Before the season starts, I wanted to refresh the Adjusted Corsi statistic I’d developed last season using the full season of 2012-2013 data and introducing a new twist of logic.
The gist of why this is important is quite simple — some people assail Corsi as a statistic because it’s too dependent on other factors and is hard to make into an individual statistic. I think it’s possible to simultaneously admit that this is somewhat true while finding ways to distill Corsi into a normalized format. To accomplish this, I’ll use regression to control for strong dependent relationships, and get at the shiny residue, or the portion of Corsi that is unexplained by the circumstances the player found themselves in.
In my previous piece, I controlled for Quality Factors (using a variable I called QualDiff, the difference between QoT and QoC) and Zone Starts, finding that they were very significant explanatory variables for how a player’s raw Corsi rate / 60 mins would turn out. To augment these, I’ve added a third variable: 5×5 time on ice per game. My logic is uncomplicated — if your coach is playing you for 15 even strength minutes each game, he considers you a first line player, and first line players should have an ability to outshoot average opposition more than someone who plays only 10 minutes a night. If we control for your time on ice, we can get at the residual Corsi that you produced beyond what your coach’s expectations could have been.
What I’m trying to do is get every forward in the NHL on even footing, to properly judge how they did in terms of shot differential with what a rational observer would have expected given the factors outside of the player’s direct control.
So, do these three independent variables hold statistically significant explanatory power? Yes. Shitloads.
Here’s my summary output. My sample includes the 336 forwards who played 30 games or more in 2012-13. Taken together, the three variables explain 75.1% of the variance in Corsi, leaving 24.9% of magic sauce to explain as residuals. The P-values of all three of my variables are stupendously low. That “2.41E-69″ P-value for QualDiff means the probability that QualDiff’s coefficient is actually zero (ie QualDiff has no explanatory power) is 0.0000000000000000000000000000000000000000000000000000000000000000000000241%. Let’s put that in perspective: if someone offered you a chance of winning a Snickers bar in the next second, with the odds of getting that Snickers in the next second was (1/”all of the seconds of time since the Big Bang”), you’d have an astonishingly better chance of winning that Snickers than of QualDiff not having explanatory power in determining Corsi.
The formula is: Expected Corsi = -25.4 + QualDiff * 0.95 + OZ Start % * 0.22 + TOI/60 * 1.18
Interpreting the coefficients is fun:
- For QualDiff, the model suggests that for every unit increase in your Corsi Quality of Team or for every unit decrease in your Corsi Quality of Competition, your raw Corsi score should go up about 0.95 / 60 mins of 5×5 time. So, if one player has a Q0T of 0 and a QoC of 0, for a QualDiff of 0, and another has QoT of 5 and QoC of 0, for a QualDiff of 5, the second player’s raw Corsi should be ~4.6 Corsi/60 mins higher than the first player’s.

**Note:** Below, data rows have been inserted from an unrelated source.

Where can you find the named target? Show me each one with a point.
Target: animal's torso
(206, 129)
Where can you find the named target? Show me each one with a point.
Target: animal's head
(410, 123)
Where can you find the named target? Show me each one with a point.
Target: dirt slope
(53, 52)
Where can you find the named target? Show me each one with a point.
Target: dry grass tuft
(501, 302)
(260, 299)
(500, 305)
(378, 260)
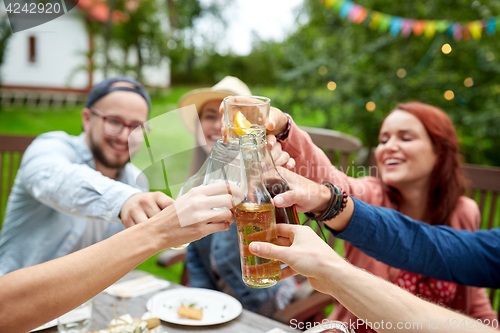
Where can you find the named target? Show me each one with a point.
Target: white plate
(217, 307)
(45, 326)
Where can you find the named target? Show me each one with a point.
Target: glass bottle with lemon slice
(255, 219)
(243, 114)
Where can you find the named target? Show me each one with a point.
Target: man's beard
(99, 156)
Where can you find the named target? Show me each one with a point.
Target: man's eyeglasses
(113, 126)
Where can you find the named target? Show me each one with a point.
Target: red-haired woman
(420, 176)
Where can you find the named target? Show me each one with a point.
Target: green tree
(364, 64)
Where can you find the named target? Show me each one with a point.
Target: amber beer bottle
(255, 219)
(274, 182)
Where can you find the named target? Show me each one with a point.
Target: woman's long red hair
(447, 182)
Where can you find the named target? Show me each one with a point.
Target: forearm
(386, 307)
(63, 284)
(440, 252)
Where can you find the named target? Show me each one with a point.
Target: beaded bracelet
(336, 205)
(284, 135)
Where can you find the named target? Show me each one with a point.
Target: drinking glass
(243, 114)
(77, 320)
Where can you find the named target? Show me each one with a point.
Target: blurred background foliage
(368, 65)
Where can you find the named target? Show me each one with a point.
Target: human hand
(307, 195)
(304, 252)
(280, 157)
(141, 206)
(195, 215)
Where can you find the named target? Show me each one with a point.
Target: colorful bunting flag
(405, 26)
(430, 29)
(346, 9)
(491, 26)
(418, 27)
(396, 26)
(475, 28)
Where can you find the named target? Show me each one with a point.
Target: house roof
(99, 11)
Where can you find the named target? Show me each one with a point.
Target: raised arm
(381, 304)
(468, 258)
(464, 257)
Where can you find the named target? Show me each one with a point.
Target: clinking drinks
(255, 219)
(256, 223)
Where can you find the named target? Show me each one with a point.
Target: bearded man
(73, 191)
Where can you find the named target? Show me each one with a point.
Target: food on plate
(190, 312)
(127, 324)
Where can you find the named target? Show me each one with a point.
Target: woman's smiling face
(405, 154)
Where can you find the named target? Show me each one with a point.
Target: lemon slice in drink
(243, 124)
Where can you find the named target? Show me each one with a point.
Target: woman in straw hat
(214, 261)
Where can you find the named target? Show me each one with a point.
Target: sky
(269, 19)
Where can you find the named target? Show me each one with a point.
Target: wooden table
(102, 314)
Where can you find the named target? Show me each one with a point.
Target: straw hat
(228, 86)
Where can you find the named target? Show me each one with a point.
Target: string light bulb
(331, 86)
(449, 95)
(370, 106)
(446, 48)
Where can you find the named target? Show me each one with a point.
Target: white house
(53, 59)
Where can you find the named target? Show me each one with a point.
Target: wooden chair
(483, 186)
(338, 146)
(11, 151)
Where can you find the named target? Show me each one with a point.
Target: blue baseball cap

- For each percentage increase in your offensive zone starts, your Corsi is expected to go up ~0.22/60 mins.
- For each additional minute you play at evens, the model expects your Corsi to go up 1.18, meaning a player that plays 15 minutes will have a Corsi that is ~5.9 Corsi / 60 mins higher than a player who only plays 10 minutes.

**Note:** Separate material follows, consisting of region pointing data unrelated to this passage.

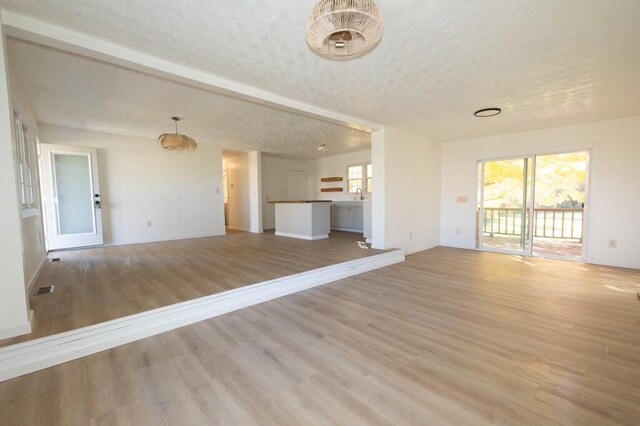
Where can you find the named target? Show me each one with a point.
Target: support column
(14, 317)
(255, 191)
(378, 223)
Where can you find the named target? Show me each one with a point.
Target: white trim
(27, 357)
(16, 330)
(419, 249)
(236, 228)
(41, 32)
(31, 212)
(356, 230)
(35, 276)
(302, 236)
(133, 243)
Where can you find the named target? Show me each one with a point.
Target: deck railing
(548, 223)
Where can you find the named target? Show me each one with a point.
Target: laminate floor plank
(448, 337)
(100, 284)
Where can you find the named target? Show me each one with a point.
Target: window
(359, 176)
(25, 162)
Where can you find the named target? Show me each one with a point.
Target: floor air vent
(45, 290)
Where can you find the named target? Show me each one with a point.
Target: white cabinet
(347, 216)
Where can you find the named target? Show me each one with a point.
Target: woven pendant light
(177, 142)
(344, 29)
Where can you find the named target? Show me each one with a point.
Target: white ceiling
(73, 91)
(545, 62)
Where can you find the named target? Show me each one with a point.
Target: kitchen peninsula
(307, 220)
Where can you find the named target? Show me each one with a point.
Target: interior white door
(296, 185)
(71, 197)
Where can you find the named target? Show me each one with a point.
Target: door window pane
(74, 193)
(504, 221)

Let’s have a look at the lists of players by Adjusted Corsi. For this I’ve separated the 336 players into quartiles to loosely represent 1st liners, 2nd liners, 3rd liners, and 4th line players. Note 336 into 30 teams is about 11.2 players per team, so this isn’t too far off a roster complement of 12 players per team. I’ve divided these up so you can compare players amongst their peers. Sidney Crosby is rated as the highest-ranked first line player, but Marcus Foligno’s Adjusted Corsi is higher does not mean Foligno is a better player than Crosby. All it means is that Foligno outperformed his expectations given his circumstances as a third line player a bit more than Crosby did as a first line player.
The Oilers top line players all show well here, and that squares with my interpretation of last year: many nights it was like two different teams were on the ice, the first line and all the other crap. The fact that Hall/RNH/Eberle put up positive Corsi numbers while playing with such crappy players (other than themselves) and fighting through whatever weird system the Oilers were playing with last year is damn impressive.
Leafs fans may not want to peek at who was rated the worst third liner by a country mile. Oilers newcomer Boyd Gordon shows very well in the 3rd line mix, ranked 15th.
To me, this list is not only interesting, it should be diagnostic. If you’ve got a player who seems to be knocking the cover off the ball in his 4th line role, perhaps you could try him further up the lineup, where harder competition and higher expectations that come with higher ice time should present more of a challenge. There also seems to be players at the end of each list that probably should find an easier roster spot, or retire altogether.